# Re-roasting beans



## froggystyle (Oct 30, 2013)

So ive got two batches of 200gs of beans that i didn't roast right, they are very weak and not worth drinking, thinking that it may be worth roasting them again for a little while to bring them up to colour.

Has anyone tried this before, or will it not be a good idea?


----------



## The Systemic Kid (Nov 23, 2012)

Never heard that one before. Don't think it's worth the effort for all sorts of reasons but you've got nothing to lose. If you do re-roast let us know the result.


----------



## DavidBondy (Aug 17, 2010)

I tried re-roasting some (very pale) HasBean beans. Didn't work, I'm afraid.


----------



## ronsil (Mar 8, 2012)

froggystyle said:


> .....roasting them again for a little while to bring them up to colour.


That will not work I'm afraid for so many reasons.

Beans gain their flavour as they pass through the various stages of roasting. Reaching a colour does not in itself mean a bean has been roasted to extract the maximum taste.

The various stages passed through during roasting all have an effect on the final taste.

Important is the bean drying stage, the time between end first crack - start second, time from first crack to end of roast.

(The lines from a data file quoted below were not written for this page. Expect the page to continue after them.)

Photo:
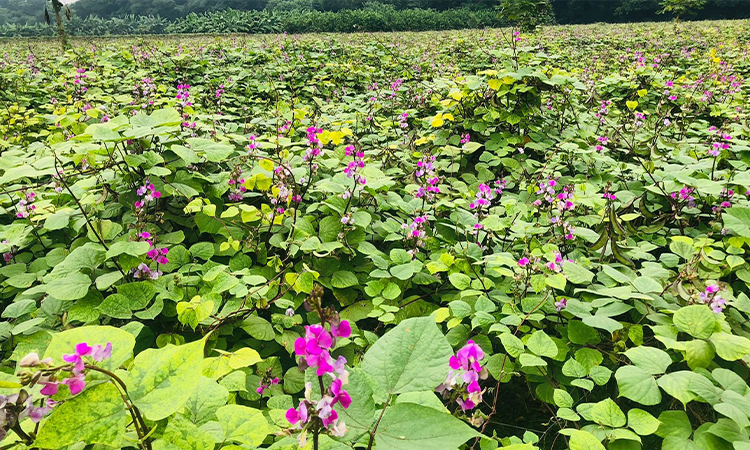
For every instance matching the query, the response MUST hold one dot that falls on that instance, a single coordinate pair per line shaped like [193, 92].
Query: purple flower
[297, 417]
[76, 358]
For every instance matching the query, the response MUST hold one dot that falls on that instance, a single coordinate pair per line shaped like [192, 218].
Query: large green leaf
[638, 385]
[408, 426]
[411, 357]
[95, 416]
[161, 381]
[181, 434]
[696, 320]
[206, 399]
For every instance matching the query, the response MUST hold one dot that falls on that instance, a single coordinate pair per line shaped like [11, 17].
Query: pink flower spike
[50, 389]
[75, 383]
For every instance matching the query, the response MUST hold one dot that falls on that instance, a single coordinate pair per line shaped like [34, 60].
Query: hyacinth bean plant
[475, 240]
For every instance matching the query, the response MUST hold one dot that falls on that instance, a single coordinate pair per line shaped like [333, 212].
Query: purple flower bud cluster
[464, 375]
[426, 176]
[558, 202]
[721, 142]
[148, 193]
[712, 297]
[355, 165]
[25, 207]
[314, 351]
[685, 195]
[237, 184]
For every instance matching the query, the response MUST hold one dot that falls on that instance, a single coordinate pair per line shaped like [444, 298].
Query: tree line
[565, 11]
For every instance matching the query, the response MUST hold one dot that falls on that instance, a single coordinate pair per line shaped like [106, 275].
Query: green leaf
[344, 279]
[403, 271]
[161, 381]
[650, 359]
[360, 415]
[637, 385]
[699, 354]
[181, 434]
[95, 416]
[259, 328]
[542, 345]
[730, 347]
[583, 440]
[674, 423]
[411, 357]
[460, 281]
[642, 422]
[607, 413]
[243, 425]
[206, 399]
[557, 281]
[72, 287]
[696, 320]
[408, 426]
[737, 219]
[513, 345]
[65, 342]
[677, 384]
[139, 294]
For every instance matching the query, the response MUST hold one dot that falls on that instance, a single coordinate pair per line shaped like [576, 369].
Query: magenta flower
[76, 358]
[339, 394]
[76, 383]
[342, 330]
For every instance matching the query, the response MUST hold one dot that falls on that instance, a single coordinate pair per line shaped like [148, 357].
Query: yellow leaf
[244, 357]
[441, 314]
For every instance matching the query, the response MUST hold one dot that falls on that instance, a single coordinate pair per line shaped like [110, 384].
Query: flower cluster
[712, 297]
[721, 142]
[358, 163]
[464, 375]
[237, 184]
[266, 382]
[485, 194]
[427, 178]
[685, 195]
[313, 144]
[15, 408]
[76, 380]
[159, 255]
[558, 202]
[314, 351]
[7, 256]
[725, 198]
[148, 193]
[25, 206]
[314, 348]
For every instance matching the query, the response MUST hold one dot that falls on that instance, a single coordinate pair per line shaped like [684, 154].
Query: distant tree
[527, 14]
[680, 8]
[58, 7]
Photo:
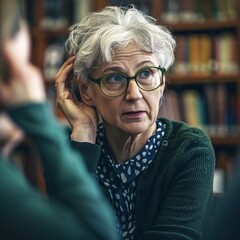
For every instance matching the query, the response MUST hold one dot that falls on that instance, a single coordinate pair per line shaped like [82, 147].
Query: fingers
[69, 61]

Adjustments to any of these will alter the final taste.

The bean is ruined if allowed to 'stall' during the roast i.e. bean temperature drops. Rate of rise of the temperature should be steady throughout.

Thus if beans are allowed to cool before a roast ends correctly, you have in fact 'stalled ' the roast. To restart from cold will only serve to dry out & burn the beans & in fact burn out any flavour that existed.

These beans do have a use but that I'm afraid is to season or run-in the new burrs on a grinder.


----------



## froggystyle (Oct 30, 2013)

No worries, i do have another sue for them so not wasted completly!


----------